What does it mean, all this cleverness and deconstruction? Does it mean anything at all? It’s nothing new, of course. Hard-rock fans have long been self-ironizing. Put your average metalhead next to a straight-edger and he’s a paragon of humorous awareness. English mock-metallers Wolfsbane, heavier but only slightly less comedic than the Darkness, delighted their fans in the ’80s with T-shirts that read "Howling Mad Shithead." I saw one at a Slayer show once, right next to a shirt that read "Slatanic Wehrmacht." And what are the ever-popular "devil horns," the ancient mano cornuta imported into metal by (so he says) Ronnie James Dio, but a pair of quotation marks to put around a particularly ripe slice of bombast? Lemmy and the Nuge and Bon Scott — men of nimble wit, in touch with the ridiculous, the comedy of overstatement. Even Ozzy, dragging his vast and empty depression, managed to write "Fairies Wear Boots." You can sum up the whole approach with the title of one Motörhead song: "Killed by Death."

But these men were the originators: they were making it all up. The difference with the Darkness is that they — and we — are part of the karaoke generation, dumped on our bottoms at the end of rock history, with all of the great musical ideas of last 50 years shifting and circling around us in a blue-lit zombie dance. Choose one, prog-rock or sprog-rock or psychedelic ska-billy, and sing along. Dan Hawkins famously realized his brother’s frontman potential one night in a Lowestoft pub when he saw him doing a karaoke version of "Bohemian Rhapsody." "Bismillah NO!" thundered Justin into the coiled pubsmoke, through honking disco speakers, and suddenly a trapdoor flapped open in Dan’s mind — futurity beamed backward in a corridor of light . . . Yes!

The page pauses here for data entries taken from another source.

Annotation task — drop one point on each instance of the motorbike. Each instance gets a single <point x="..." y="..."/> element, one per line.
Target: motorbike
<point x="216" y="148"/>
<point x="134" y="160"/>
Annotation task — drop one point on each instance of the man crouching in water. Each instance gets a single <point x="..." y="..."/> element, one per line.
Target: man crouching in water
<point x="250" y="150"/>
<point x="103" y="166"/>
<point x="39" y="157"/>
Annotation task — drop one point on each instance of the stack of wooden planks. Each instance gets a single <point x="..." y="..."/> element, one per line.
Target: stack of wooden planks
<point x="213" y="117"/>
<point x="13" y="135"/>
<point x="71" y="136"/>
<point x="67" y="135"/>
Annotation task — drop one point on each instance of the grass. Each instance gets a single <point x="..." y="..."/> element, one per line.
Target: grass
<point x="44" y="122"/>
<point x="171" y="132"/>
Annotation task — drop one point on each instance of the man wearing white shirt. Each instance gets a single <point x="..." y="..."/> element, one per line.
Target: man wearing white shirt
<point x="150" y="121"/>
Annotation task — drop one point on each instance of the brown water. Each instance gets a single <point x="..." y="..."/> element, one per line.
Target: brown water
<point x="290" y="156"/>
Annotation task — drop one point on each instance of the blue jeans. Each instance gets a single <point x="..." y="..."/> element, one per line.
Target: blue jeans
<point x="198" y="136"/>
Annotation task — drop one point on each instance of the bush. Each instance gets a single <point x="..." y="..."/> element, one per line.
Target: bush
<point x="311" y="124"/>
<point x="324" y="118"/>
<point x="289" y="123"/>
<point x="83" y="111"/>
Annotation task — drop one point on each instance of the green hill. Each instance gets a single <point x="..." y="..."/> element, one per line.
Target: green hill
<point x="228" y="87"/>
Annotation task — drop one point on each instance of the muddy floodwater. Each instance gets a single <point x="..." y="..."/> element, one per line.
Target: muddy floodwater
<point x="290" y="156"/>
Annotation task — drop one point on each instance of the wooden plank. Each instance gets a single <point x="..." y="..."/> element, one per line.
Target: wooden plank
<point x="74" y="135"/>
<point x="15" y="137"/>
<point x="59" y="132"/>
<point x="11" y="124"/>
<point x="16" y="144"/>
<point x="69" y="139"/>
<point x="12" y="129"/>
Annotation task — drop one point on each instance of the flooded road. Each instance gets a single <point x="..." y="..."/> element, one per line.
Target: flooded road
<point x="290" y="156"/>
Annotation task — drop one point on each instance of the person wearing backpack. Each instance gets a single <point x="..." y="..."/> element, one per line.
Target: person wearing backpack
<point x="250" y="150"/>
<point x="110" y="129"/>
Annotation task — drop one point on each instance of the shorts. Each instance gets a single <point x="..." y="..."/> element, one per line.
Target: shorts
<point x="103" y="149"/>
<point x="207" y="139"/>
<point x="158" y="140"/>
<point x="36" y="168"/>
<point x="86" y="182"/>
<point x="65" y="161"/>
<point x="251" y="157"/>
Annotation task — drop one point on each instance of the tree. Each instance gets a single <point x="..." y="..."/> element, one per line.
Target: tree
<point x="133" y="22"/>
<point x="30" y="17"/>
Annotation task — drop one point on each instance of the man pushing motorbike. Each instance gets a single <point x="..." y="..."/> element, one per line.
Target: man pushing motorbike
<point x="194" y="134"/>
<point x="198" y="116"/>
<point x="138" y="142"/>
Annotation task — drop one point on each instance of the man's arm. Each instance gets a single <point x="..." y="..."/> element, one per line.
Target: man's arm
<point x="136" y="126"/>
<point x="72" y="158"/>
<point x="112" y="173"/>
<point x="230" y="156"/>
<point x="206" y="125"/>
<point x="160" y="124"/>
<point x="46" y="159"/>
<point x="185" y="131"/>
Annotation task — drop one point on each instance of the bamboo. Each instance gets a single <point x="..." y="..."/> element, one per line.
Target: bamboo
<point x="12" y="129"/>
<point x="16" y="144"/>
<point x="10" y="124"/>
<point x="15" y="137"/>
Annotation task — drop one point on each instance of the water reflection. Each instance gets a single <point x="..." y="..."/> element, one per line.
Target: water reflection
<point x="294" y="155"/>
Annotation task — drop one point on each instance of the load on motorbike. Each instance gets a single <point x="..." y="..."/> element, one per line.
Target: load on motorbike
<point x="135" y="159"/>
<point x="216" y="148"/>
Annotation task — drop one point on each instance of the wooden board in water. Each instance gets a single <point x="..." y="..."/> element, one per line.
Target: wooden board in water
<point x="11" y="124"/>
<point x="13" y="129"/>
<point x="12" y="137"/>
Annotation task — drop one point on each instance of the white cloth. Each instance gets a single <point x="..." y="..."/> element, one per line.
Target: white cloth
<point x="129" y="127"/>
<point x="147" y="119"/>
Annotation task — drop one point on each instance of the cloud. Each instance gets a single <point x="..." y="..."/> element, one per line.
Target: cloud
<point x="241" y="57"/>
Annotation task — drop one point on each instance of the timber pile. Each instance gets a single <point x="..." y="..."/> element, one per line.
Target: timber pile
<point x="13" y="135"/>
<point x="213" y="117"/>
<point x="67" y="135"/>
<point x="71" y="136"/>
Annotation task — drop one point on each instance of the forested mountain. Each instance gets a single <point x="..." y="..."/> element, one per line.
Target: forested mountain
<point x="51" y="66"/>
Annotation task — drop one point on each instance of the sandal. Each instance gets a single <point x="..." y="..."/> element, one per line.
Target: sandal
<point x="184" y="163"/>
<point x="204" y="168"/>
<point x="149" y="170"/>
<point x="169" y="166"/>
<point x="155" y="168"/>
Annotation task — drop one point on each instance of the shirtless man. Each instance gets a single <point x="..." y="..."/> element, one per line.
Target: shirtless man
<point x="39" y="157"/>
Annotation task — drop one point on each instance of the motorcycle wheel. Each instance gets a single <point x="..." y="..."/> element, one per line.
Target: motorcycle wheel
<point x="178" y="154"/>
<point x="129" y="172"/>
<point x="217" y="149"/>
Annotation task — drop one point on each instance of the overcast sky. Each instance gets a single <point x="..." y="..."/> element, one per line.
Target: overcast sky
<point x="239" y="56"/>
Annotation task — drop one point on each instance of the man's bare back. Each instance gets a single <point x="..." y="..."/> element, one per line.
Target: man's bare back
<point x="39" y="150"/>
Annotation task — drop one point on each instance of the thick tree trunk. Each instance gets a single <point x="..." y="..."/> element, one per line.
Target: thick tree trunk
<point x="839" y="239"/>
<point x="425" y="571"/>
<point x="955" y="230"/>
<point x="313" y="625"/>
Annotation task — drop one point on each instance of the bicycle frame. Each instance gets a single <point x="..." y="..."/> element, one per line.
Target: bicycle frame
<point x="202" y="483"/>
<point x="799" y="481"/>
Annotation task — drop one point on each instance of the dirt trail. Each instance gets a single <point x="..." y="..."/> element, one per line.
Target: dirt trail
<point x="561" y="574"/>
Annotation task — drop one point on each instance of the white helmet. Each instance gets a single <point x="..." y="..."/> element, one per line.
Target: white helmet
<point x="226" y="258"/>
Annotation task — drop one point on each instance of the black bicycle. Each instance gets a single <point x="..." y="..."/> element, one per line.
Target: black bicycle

And five years later, Roy Thomas Baker is enlisted to produce their second album — the very same Roy Thomas Baker who manned the boards for "Bohemian Rhapsody" back in the day. Can we imagine what might have been going through the mind of the aged Baker as he decorously adjusted the levels around the hooligan octaves of Justin Hawkins’s voice? We can’t. The layers of historical irony are too compacted. It makes the head hurt to think for long about the Darkness, which is why — and I don’t care how much money they offer me — I will not be joining this band. My mental health couldn’t take it.